エヌ氏は、金融業者から金を借りていた。そして、返済の期日となった。当然のことながら、金融業者がやってきて言う。中年の男だ。
「ひとつ、お約束どおり、お貸ししてあるお金を、かえしていただきましょう」
エヌ氏は答えた。
「もちろん、おかえしいたします。しかし、元金だけですよ」
「利息のほうは、どうなのです。ははあ、しばらく待ってほしいと、おっしゃるわけですね」
「しばらくどころか、永久に払わないつもりです。払うべきでないと思うからです。覚悟して下さい」
これには、相手も驚いた。
「ご冗談は困ります。わたしはあなたを信用して、お金をお貸しした。払っていただかなければ、困りますよ。これがわたしの商売なんですから。世の中のきまりです」
エヌ氏は反論した。
「いったい、お金を借りたら、なぜ、利息というものを、払わなければならないのです。その説明をして下さい」
「ふざけるのは、いいかげんになさって下さい。こっちは、いそがしいんです」
「ふざけてはいません。まじめです」
とエヌ氏が言うと、金融業者は顔をしかめた。
「変なことに、なってきたな。利息をまけてくれと泣きついてくる人には、会ったことがある。払えない勝手にしろと、いなおる人も、たまにはある。しかし、こんなふうに質問されたのは、はじめてだ。頭がおかしいのじゃないのかな、……なぜっておっしゃるが、金を借りたら利息を払うものと、きまっているじゃありませんか」
「だれが、どういう理由できめたのです。それを教えて下さい。さあ……」
「弱ったな。そこまでは知りません、しかし、あなたも利息を払うことを承知し、この通り約束なさったじゃありませんか」
金融業者は、カバンから証書を出した。手渡すと破かれるかもしれないと警戒し、少しはなれたところで、ひらひらさせた。しかし、エヌ氏はそれを眺めながら言った。
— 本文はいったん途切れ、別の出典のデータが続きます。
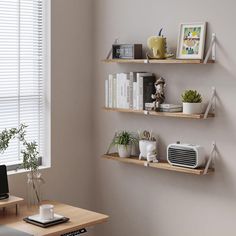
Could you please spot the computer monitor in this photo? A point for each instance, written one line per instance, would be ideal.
(4, 190)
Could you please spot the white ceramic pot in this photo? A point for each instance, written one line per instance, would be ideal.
(124, 150)
(192, 108)
(143, 144)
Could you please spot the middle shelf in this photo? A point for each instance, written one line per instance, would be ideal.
(163, 114)
(160, 165)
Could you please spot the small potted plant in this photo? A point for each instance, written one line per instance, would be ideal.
(192, 102)
(30, 160)
(146, 141)
(124, 141)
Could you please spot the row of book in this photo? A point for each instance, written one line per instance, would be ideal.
(129, 90)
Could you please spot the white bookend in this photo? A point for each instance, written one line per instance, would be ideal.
(106, 93)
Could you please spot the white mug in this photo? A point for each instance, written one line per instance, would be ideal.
(46, 212)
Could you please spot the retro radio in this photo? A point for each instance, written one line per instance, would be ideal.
(186, 155)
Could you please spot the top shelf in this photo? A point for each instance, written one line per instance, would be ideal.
(161, 61)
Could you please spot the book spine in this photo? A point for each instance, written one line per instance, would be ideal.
(131, 81)
(127, 98)
(106, 93)
(118, 90)
(148, 89)
(114, 91)
(110, 81)
(140, 91)
(135, 107)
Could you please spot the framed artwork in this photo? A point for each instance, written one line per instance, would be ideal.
(191, 42)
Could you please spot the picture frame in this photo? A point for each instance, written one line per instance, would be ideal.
(191, 41)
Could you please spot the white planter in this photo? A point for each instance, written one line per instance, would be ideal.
(124, 150)
(192, 108)
(143, 144)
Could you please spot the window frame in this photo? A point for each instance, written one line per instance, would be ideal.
(45, 161)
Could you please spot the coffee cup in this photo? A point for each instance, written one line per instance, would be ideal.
(46, 212)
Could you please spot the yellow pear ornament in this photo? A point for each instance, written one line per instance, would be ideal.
(158, 46)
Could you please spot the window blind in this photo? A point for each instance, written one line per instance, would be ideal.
(22, 90)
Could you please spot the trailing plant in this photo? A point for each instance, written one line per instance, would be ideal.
(146, 135)
(191, 96)
(29, 152)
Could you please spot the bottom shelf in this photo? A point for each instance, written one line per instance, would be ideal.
(159, 165)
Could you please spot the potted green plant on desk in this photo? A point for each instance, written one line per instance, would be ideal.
(30, 160)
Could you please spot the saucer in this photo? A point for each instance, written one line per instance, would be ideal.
(37, 218)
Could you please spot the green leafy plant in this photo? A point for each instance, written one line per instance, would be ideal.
(124, 138)
(191, 96)
(29, 152)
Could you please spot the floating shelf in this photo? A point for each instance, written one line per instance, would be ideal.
(164, 114)
(159, 165)
(161, 61)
「その時は、わたしが無知だったからです。だが、いまは事情がちがいます。わたしは、めざめた。利息の不当なことを、さとったのです。だから、絶対に払いません」
「むちゃな。理屈もなにも、ないじゃありませんか。利息を取るのは、法律もみとめているんですよ」
「そもそも、そんな法律がいけないのです。金が人間を支配するなど、許しがたいことだ。そちらが法律に訴えるのなら、こちらもあくまで争う。最高裁判所まで、がんばる。そこでも負けたら、一大国民運動をおこし、法律を変えさせる。海外にも呼びかけ、全人類の良識に救いを求める。世界をゆりうごかし、新しい世紀への大行進を展開する。これこそ、いまやわたしの信念であり、信仰でもあります」
「やれやれ、とんでもないやつに、金を貸してしまったものだ。お話にならない。まあ、また日をあらためて、まいります。頭をひやしておいて下さい……」
金融業者はあきれ顔で帰っていった。
しばらくすると、ひとりの青年が、エヌ氏を訪れてきた。
「うわさによると、あなたは利息は不当だとの新説を、おたてになったそうで……」
「もう評判になりましたか。そうなんですよ。よく来てくれました、お話ししましょう。そもそも……」
エヌ氏はとくいになり、また、怪しげな説をふりまわした。しかし、青年は目を輝やかせながら熱心に耳を傾け、うなずきをくりかえした。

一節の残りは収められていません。